On 8 December, 1980 at around 10.50pm, John Lennon and Yoko Ono arrived back at their home in New York’s Dakota building from a recording session at the Record Plant. As they walked through the archway of the building a demented fan named Mark David Chapman – who earlier in the day had asked Lennon to autograph his copy of the Double Fantasy album – stepped from the shadows and shot him four times in the back from close range. Lennon was rushed to the Roosevelt Hospital, but was pronounced dead on arrival.

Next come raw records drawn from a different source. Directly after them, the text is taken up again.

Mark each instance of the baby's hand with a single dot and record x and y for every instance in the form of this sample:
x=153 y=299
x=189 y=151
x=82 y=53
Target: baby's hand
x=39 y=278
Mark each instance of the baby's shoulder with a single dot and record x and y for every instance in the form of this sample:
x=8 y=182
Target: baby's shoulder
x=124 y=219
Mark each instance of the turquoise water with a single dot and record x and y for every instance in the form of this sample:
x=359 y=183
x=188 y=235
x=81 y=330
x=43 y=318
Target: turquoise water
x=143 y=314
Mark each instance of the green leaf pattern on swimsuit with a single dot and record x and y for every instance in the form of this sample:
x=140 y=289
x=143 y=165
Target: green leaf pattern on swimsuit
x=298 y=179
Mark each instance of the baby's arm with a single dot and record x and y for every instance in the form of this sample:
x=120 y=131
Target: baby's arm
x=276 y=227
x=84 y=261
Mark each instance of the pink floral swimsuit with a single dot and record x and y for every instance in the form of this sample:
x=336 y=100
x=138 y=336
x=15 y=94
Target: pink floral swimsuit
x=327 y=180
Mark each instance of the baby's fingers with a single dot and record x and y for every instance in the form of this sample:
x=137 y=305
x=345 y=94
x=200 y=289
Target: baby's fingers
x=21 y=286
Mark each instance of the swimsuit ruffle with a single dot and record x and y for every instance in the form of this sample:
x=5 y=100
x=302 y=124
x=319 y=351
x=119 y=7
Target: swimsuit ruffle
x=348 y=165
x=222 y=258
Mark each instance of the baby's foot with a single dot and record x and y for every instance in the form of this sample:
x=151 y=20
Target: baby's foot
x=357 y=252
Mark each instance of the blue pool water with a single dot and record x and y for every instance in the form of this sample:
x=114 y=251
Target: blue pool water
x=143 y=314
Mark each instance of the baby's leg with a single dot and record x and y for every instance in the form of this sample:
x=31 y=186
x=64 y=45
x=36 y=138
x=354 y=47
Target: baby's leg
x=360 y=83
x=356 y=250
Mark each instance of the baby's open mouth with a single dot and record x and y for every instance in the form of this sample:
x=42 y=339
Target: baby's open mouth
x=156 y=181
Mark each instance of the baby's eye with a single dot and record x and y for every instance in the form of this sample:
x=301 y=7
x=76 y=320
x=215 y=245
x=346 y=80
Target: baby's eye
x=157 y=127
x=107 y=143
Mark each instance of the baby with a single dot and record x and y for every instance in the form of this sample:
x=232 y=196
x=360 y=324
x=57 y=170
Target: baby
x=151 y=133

Had he lived he would have turned 80 on 9 October this year and as we prepare to mark the 40th anniversary of his premature death, it’s indicative of his enduring influence that Lennon has become a touchstone in the so-called ‘culture war’ currently convulsing our political discourse.
In the run-up to the anniversary of his death we can expect everyone from Boris Johnson to Black Lives Matter to claim him for their side. There have always been those utopian dreamers who have claimed Lennon as a philosopher king on the strength of Imagine. Others have made him a poster boy for their revolts and revolutions, a socio-political avatar only rivalled by Bob Marley in the pantheon of rock’s radicals.
Then there are those who would blunt his radicalism by co-opting Lennon to the establishment. Lennon and The Beatles were, “never the counter-culture,” according to Daniel Finkelstein, a huge Beatles fan who also happens to be a Tory grandee in the House of Lords and was a senior aide to David Cameron in Downing Street. In Finkelstein’s world view, Lennon was an agent for capitalism for: “Commerce is and always has been the engine of rock music.”